Bancos assinam contrato para operar conta-salário de servidores

Nove instituições financeiras assinam hoje (5) contrato com o Ministério do Planejamento, Orçamento e Gestão (MP) para operar as contas-salário dos servidores, aposentados, pensionistas, anistiados e estagiários do Poder Executivo Federal.

Os bancos habilitados são: Banco do Brasil, Bancoob, Banrisul, Bradesco, Caixa Econômica Federal, HSBC, Itaú-Unibanco, Santander e Sicredi, informou o ministério. O processo ocorreu por meio de edital de credenciamento publicado em dezembro.

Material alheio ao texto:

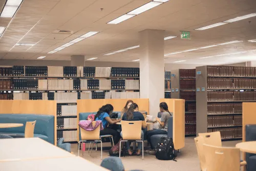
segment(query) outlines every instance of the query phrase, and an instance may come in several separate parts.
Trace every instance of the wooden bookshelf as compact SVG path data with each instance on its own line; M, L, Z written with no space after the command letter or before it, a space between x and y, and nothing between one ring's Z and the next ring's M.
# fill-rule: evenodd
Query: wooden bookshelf
M195 69L172 71L172 98L185 99L185 136L196 136L196 99L190 94L196 93ZM194 106L194 108L192 106Z

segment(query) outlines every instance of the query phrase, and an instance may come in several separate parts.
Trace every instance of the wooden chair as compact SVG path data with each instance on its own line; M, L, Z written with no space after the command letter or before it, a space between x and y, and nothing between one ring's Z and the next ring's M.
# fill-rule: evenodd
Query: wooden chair
M207 171L240 171L240 150L204 144Z
M142 160L144 160L144 143L141 140L141 127L142 121L121 121L123 140L121 141L119 148L119 158L121 157L121 145L122 142L133 140L142 143Z
M93 125L96 124L96 121L92 122ZM114 140L113 139L113 136L111 135L99 135L99 132L100 129L100 125L99 125L95 130L93 131L86 131L81 127L80 127L80 132L81 134L81 140L78 142L78 156L79 156L79 146L80 143L83 142L87 142L87 141L90 141L89 148L88 149L88 153L90 151L90 148L91 147L91 144L92 141L94 143L93 144L93 146L92 149L91 150L91 153L90 155L92 154L92 151L93 148L93 146L96 142L100 142L100 150L101 152L101 160L102 160L102 141L101 141L101 138L103 137L109 137L112 139L113 145L114 145ZM81 146L81 148L82 149L82 154L83 155L83 151L82 151L82 145Z
M35 125L36 120L33 122L27 122L26 123L25 137L33 138L34 137L34 130L35 130Z

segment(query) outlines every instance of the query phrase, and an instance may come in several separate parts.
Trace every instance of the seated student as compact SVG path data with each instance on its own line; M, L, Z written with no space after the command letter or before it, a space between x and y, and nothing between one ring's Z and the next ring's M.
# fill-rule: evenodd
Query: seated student
M114 108L110 104L103 105L99 109L94 118L95 120L101 120L102 122L103 130L100 131L100 135L111 135L113 136L114 143L116 144L120 140L121 136L117 130L108 127L109 124L113 124L119 122L121 119L111 119L110 115L113 112Z
M145 118L143 115L139 112L139 107L136 103L132 103L131 104L130 108L127 111L127 112L123 114L122 120L130 120L130 121L142 121L142 129L145 129L146 127L146 124L145 121ZM121 136L122 136L122 132L121 132ZM144 133L141 130L141 139L144 139ZM128 150L129 155L132 155L133 152L131 150L131 141L127 141L126 143L126 148ZM138 142L138 151L136 154L139 156L140 155L140 152L142 149L142 143L140 142Z
M133 103L133 101L132 100L129 100L127 101L125 105L121 111L121 118L123 117L123 114L127 112L128 109L130 108L130 106L132 103Z
M162 116L159 119L156 117L157 121L156 123L158 126L154 125L155 129L150 130L146 132L146 136L147 142L150 143L151 147L151 151L150 151L149 153L154 154L155 153L155 147L152 145L150 141L150 138L152 136L156 134L167 134L167 130L168 128L168 121L172 116L171 113L168 110L168 105L165 102L161 102L159 104L160 112L162 113Z

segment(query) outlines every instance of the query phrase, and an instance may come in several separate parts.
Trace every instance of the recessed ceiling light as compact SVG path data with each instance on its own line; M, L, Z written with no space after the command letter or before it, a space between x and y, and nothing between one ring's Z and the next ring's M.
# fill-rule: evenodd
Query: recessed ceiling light
M87 59L86 60L93 60L93 59L97 59L97 57L93 57L93 58L91 58Z
M115 19L112 20L112 21L108 23L107 24L110 24L113 25L117 25L118 23L125 21L126 19L128 19L132 17L135 16L135 15L130 15L130 14L124 14L122 16L119 16L118 18L117 18Z
M224 25L226 24L227 24L227 23L220 22L220 23L214 24L211 25L207 26L205 26L205 27L201 27L201 28L198 28L198 29L195 29L195 30L204 30L209 29L210 29L210 28L214 28L214 27L218 27L218 26Z
M114 54L115 53L116 53L116 52L111 52L111 53L107 53L106 54L104 54L103 55L106 55L106 56L111 55Z
M135 49L135 48L139 48L139 47L140 47L139 45L137 45L137 46L133 46L133 47L130 47L130 48L126 48L126 49L124 49L131 50L131 49Z
M164 40L166 40L170 39L171 38L175 38L175 37L177 37L177 36L168 36L168 37L164 37Z
M186 50L185 51L183 51L182 52L194 51L196 51L197 50L199 50L199 48L189 49L189 50Z
M87 37L89 37L95 34L97 34L99 32L97 32L97 31L90 31L90 32L88 32L86 34L84 34L84 35L80 36L79 37L81 37L81 38L87 38Z
M151 2L147 4L143 5L143 6L135 9L135 10L129 12L127 14L133 14L133 15L138 15L140 13L142 13L143 12L149 10L154 7L155 7L159 5L162 4L162 3L159 3L156 2Z
M218 45L228 45L228 44L234 44L234 43L242 42L242 41L243 41L234 40L234 41L228 41L228 42L224 42L223 44L218 44Z
M6 5L19 6L22 3L22 1L23 0L8 0Z
M9 5L6 5L4 7L1 15L1 17L6 17L6 18L11 18L14 15L14 14L17 11L18 6L12 6Z
M252 17L253 16L256 16L256 13L252 13L252 14L247 14L247 15L243 15L243 16L239 16L239 17L236 17L234 18L232 18L232 19L229 19L229 20L226 20L225 22L225 22L225 23L233 23L233 22L237 22L237 21L239 21L240 20L242 20L242 19L247 19L247 18L248 18Z
M206 49L206 48L211 48L211 47L215 47L218 46L218 45L210 45L210 46L205 46L204 47L201 47L199 48L199 49Z
M176 61L174 62L174 63L185 62L185 61L186 61L186 60L178 60L178 61Z
M38 57L38 58L37 58L37 59L43 59L43 58L45 58L46 57L46 56L42 56Z

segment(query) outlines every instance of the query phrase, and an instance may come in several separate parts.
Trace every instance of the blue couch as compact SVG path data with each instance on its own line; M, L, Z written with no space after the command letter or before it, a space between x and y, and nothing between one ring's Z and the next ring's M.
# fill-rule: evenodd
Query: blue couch
M34 137L40 138L54 144L54 116L35 114L1 114L0 123L23 123L23 126L0 129L0 134L24 137L26 123L36 120Z
M245 125L245 141L256 141L256 124ZM256 154L246 153L245 160L247 170L256 170Z

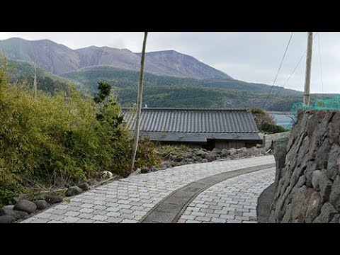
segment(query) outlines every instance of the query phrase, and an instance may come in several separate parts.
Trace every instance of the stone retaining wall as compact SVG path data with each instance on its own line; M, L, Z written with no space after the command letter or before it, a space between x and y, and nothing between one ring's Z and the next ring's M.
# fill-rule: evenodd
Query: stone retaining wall
M277 169L270 222L340 222L340 112L299 114Z

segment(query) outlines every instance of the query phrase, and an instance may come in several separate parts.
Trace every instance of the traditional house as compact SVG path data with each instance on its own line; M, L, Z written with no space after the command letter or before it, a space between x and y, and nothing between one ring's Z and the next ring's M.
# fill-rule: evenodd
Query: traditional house
M123 114L133 130L135 110L123 108ZM251 147L262 143L248 110L145 108L142 109L140 134L162 144L207 149Z

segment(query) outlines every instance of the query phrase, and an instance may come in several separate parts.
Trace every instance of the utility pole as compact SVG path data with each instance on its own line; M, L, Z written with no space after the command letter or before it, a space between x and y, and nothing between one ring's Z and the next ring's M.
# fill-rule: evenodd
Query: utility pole
M312 70L313 32L308 32L308 43L307 47L306 78L305 81L305 95L303 96L303 103L305 103L306 106L309 106L310 103L310 74Z
M138 149L138 140L140 137L140 115L142 112L142 102L143 97L143 79L144 79L144 65L145 62L145 51L147 48L147 32L144 33L143 48L140 58L140 85L138 86L138 98L137 102L136 125L135 127L135 140L132 147L132 155L131 164L130 165L130 171L133 171L135 160L136 159L137 149Z
M38 86L37 86L37 64L34 63L34 76L33 76L33 93L34 98L38 98Z

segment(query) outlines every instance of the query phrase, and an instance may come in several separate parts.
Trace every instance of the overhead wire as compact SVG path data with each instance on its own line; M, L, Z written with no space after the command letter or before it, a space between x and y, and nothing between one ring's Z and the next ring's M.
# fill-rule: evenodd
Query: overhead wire
M273 91L273 89L274 88L275 83L276 82L276 80L278 76L278 74L280 73L280 71L281 70L282 64L283 64L283 61L285 60L285 56L287 55L287 52L288 51L289 45L290 45L290 42L292 41L292 38L294 32L292 32L290 34L290 37L289 38L288 43L287 44L287 47L285 47L285 53L283 54L283 57L282 57L281 63L280 64L280 67L278 67L278 72L276 73L276 76L275 76L274 81L273 82L273 85L271 86L271 90L267 95L267 97L266 100L264 101L264 105L262 106L263 108L264 108L264 106L266 106L266 103L267 103L268 98L269 98L269 96L271 95L271 92Z
M315 33L315 35L314 35L313 36L313 39L315 38L315 37L319 34L319 32L317 32ZM300 66L300 64L301 64L301 61L302 61L303 58L305 57L305 56L307 54L307 50L305 51L305 52L303 53L303 55L302 55L302 57L300 58L298 64L296 64L295 67L294 68L294 69L293 70L292 73L289 75L288 78L287 79L287 80L285 81L285 83L283 84L283 85L278 89L278 92L273 95L273 96L271 98L271 101L269 101L268 104L271 104L272 102L273 102L273 99L274 99L276 97L277 97L279 94L281 92L281 91L285 89L285 85L287 85L287 84L288 83L288 81L290 80L290 78L292 78L292 76L294 75L294 74L295 73L296 70L298 69L298 67Z

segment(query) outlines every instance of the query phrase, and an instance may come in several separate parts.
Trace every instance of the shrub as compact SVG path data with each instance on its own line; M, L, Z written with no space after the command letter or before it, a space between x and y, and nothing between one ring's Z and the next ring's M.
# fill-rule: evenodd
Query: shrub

“O objetivo do governo com a medida é gerir, de forma adequada, um ativo financeiro importante que passa a ser rentável ao Estado brasileiro”, diz o ministério, em nota.

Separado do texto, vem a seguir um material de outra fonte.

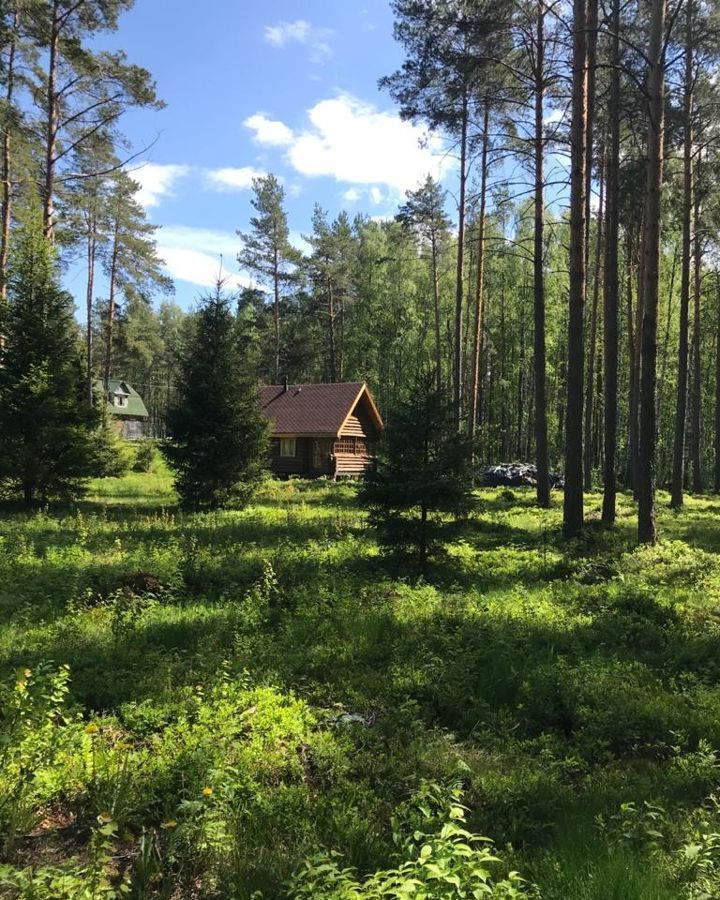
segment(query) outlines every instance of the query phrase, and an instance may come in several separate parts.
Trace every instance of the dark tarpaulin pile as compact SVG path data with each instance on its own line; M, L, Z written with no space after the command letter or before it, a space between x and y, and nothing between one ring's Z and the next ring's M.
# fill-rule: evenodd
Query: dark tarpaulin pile
M532 463L498 463L480 470L480 484L484 487L536 487L537 467ZM550 487L561 489L565 476L550 472Z

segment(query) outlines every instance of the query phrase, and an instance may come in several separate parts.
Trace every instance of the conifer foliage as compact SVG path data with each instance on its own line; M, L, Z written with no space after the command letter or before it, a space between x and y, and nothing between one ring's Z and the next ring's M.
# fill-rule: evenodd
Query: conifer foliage
M72 298L39 215L14 232L0 331L0 485L25 503L77 493L97 463Z
M191 509L244 505L266 462L267 423L240 341L218 283L182 351L163 448L181 502Z
M436 375L414 379L387 423L377 465L360 501L386 550L415 555L425 574L437 532L436 514L460 515L473 502L469 439L458 434L454 409Z

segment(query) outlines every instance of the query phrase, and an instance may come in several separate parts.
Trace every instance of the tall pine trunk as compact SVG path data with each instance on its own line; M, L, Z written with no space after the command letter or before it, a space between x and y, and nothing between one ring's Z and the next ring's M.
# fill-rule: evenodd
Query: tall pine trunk
M692 106L693 106L693 42L692 0L685 9L685 86L683 98L683 221L682 259L680 263L680 335L678 339L678 380L675 403L675 439L673 443L673 472L670 505L683 505L685 482L685 432L687 428L688 396L688 321L690 310L690 257L692 255L693 220L693 164L692 164Z
M550 479L547 435L547 374L545 354L545 148L543 118L545 105L545 5L538 0L535 42L535 200L533 234L533 363L535 373L535 455L538 506L550 506Z
M643 317L641 334L640 441L638 454L638 540L657 540L655 469L657 446L657 332L660 292L660 230L663 138L665 132L665 72L663 36L666 0L653 0L647 79L648 137Z
M595 0L590 0L591 3ZM565 500L563 534L575 537L583 525L583 330L585 316L585 192L587 181L587 5L573 0L573 88L570 130L570 291L567 409L565 415Z
M600 164L600 202L597 212L597 229L595 237L595 272L593 275L592 307L590 311L590 347L588 353L588 374L585 395L585 425L584 425L584 459L583 478L585 490L592 489L593 468L593 416L595 411L595 377L597 362L597 332L598 332L598 302L600 299L600 260L603 248L603 211L604 211L605 172L604 160ZM590 228L590 220L588 230ZM589 243L589 241L588 241Z
M618 433L618 314L620 281L618 241L620 237L620 0L613 0L610 103L608 107L609 154L607 160L607 199L605 225L605 272L603 277L603 370L604 370L604 442L602 521L615 521ZM628 260L629 265L629 260Z
M47 120L45 122L45 179L43 185L43 228L49 240L55 229L55 152L59 121L57 96L57 67L60 45L60 18L57 0L52 4L52 22L48 46L47 68Z
M85 308L86 308L86 327L87 334L85 336L85 353L86 360L85 365L87 368L86 371L86 379L87 379L87 397L88 403L90 406L94 403L94 378L93 378L93 356L94 356L94 341L93 341L93 294L95 293L95 257L97 250L97 222L95 213L89 213L88 215L88 241L87 241L87 288L85 293Z
M488 134L490 124L490 109L487 100L483 113L482 154L480 160L480 211L478 214L478 240L477 240L477 282L475 285L475 323L473 329L472 350L472 384L470 387L470 412L468 418L468 435L471 441L475 440L478 421L478 400L480 394L480 382L482 379L482 332L483 332L483 291L485 288L485 203L487 198L488 176Z
M273 324L275 341L273 346L273 375L275 384L280 383L280 261L277 240L273 247Z
M7 266L12 222L12 136L11 116L15 95L15 57L17 55L18 8L13 10L12 31L5 66L5 131L2 147L2 211L0 213L0 309L7 301ZM0 350L3 335L0 331Z
M465 191L467 182L468 100L463 95L460 121L460 197L458 202L458 244L455 271L455 334L453 341L453 412L455 427L460 431L462 419L462 313L463 277L465 272Z
M108 321L105 329L105 365L103 367L103 387L105 388L105 396L110 389L110 375L112 374L112 345L115 331L115 291L117 289L117 263L120 244L118 235L120 232L119 221L115 221L115 230L113 234L112 258L110 260L109 275L109 299L108 299Z
M435 312L435 386L442 391L442 338L440 335L440 275L438 272L438 241L433 228L430 236L430 266L433 282L433 307Z
M698 158L698 174L700 160ZM699 179L698 179L699 180ZM695 194L695 248L693 253L693 377L692 377L692 464L693 491L705 490L702 466L702 357L701 303L702 303L702 235L699 227L700 195Z
M715 493L720 494L720 269L715 270L717 325L715 331Z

Como contrapartida financeira, os bancos pagarão ao governo federal 1,03% sobre o salário líquido de cada remuneração creditada. Esse valor não será descontado da remuneração dos correntistas. A estimativa é de uma arrecadação mensal de R$ 79 milhões e anual de R$ 949 milhões.

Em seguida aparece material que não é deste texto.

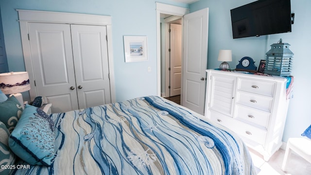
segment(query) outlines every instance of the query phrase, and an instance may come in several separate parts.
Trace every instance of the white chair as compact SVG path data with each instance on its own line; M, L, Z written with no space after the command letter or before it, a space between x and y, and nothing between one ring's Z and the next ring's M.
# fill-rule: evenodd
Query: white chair
M285 171L292 151L311 163L311 140L305 138L290 138L282 164L283 171Z

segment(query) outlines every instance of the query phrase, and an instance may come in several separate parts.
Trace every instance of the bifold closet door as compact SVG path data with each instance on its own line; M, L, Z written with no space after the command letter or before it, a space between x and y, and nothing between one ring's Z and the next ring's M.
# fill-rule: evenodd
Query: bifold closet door
M70 25L29 23L28 30L37 95L53 113L78 109Z
M71 25L80 109L111 103L105 26Z
M53 113L110 103L105 26L28 23L38 96Z

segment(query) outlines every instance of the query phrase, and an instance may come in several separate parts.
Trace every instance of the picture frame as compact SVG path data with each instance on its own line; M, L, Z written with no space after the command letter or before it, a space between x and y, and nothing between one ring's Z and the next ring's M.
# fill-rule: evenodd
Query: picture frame
M123 36L125 62L148 60L146 36Z
M266 66L266 60L260 60L260 62L259 63L259 66L258 67L258 72L262 73L264 72L264 67Z

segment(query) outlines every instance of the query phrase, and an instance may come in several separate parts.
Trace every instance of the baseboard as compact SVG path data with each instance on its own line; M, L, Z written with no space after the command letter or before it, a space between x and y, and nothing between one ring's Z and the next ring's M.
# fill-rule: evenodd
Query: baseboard
M286 145L287 145L287 143L284 142L284 141L282 141L282 145L281 145L281 147L280 147L280 148L282 149L282 150L286 150Z

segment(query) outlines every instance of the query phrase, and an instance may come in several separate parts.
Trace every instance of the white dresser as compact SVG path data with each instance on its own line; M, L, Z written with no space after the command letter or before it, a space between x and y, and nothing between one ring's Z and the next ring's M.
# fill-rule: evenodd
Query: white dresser
M207 70L205 116L231 129L268 161L282 145L286 79Z

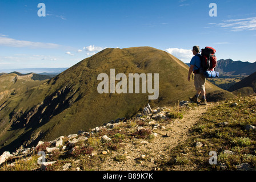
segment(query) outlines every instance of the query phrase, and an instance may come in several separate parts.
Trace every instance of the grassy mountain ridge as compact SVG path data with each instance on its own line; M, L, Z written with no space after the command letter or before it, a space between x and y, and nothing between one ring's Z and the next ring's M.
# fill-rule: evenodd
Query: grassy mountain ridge
M252 90L254 93L256 92L256 72L232 85L229 89L229 91L234 92L243 88L245 89L245 88L247 88L247 90Z
M159 73L158 98L149 101L147 93L99 94L97 76L109 76L111 68L115 75ZM0 151L128 118L148 102L155 107L187 100L195 92L194 82L187 80L188 69L173 56L151 47L105 49L0 106ZM208 81L206 89L209 100L234 97Z
M221 59L218 61L215 69L223 75L250 75L256 69L256 62L251 63L248 61L234 61L230 59Z

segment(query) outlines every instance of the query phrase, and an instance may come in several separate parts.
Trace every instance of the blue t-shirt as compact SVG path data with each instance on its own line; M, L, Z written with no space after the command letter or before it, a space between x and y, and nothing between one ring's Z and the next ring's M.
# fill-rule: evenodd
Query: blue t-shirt
M197 55L199 55L201 56L199 53L198 53ZM190 63L189 63L190 65L194 65L194 69L193 71L198 69L199 68L200 68L201 65L201 61L200 60L200 57L198 56L194 56L192 59L191 59ZM198 68L197 68L195 66L197 66Z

O mês de início do recolhimento é março e o valor será direcionado à Conta Única do Tesouro Nacional até o décimo dia útil, após a realização dos créditos nas contas-salário. Os contratos terão validade de 12 meses e poderão ser prorrogados até o limite de 60 meses.

Segundo o ministério, a medida alcança 1,358 milhão de correntistas. Para a maioria deles (1,353 milhão), não será necessário adotar qualquer providência adicional, caso queiram continuar recebendo seus salários nos bancos que atualmente os atendem.

Outros 5.495 assalariados, que hoje recebem por bancos não credenciados, terão que optar por uma das nove instituições bancárias habilitadas. Para esta operação, eles serão contatados e orientados por suas unidades de recursos humanos.

O ministério informou ainda que os trabalhadores que quiserem alterar a opção entre as nove instituições habilitadas a qualquer momento, devem entrar em contato com as suas unidades de recursos humanos para solicitar a mudança.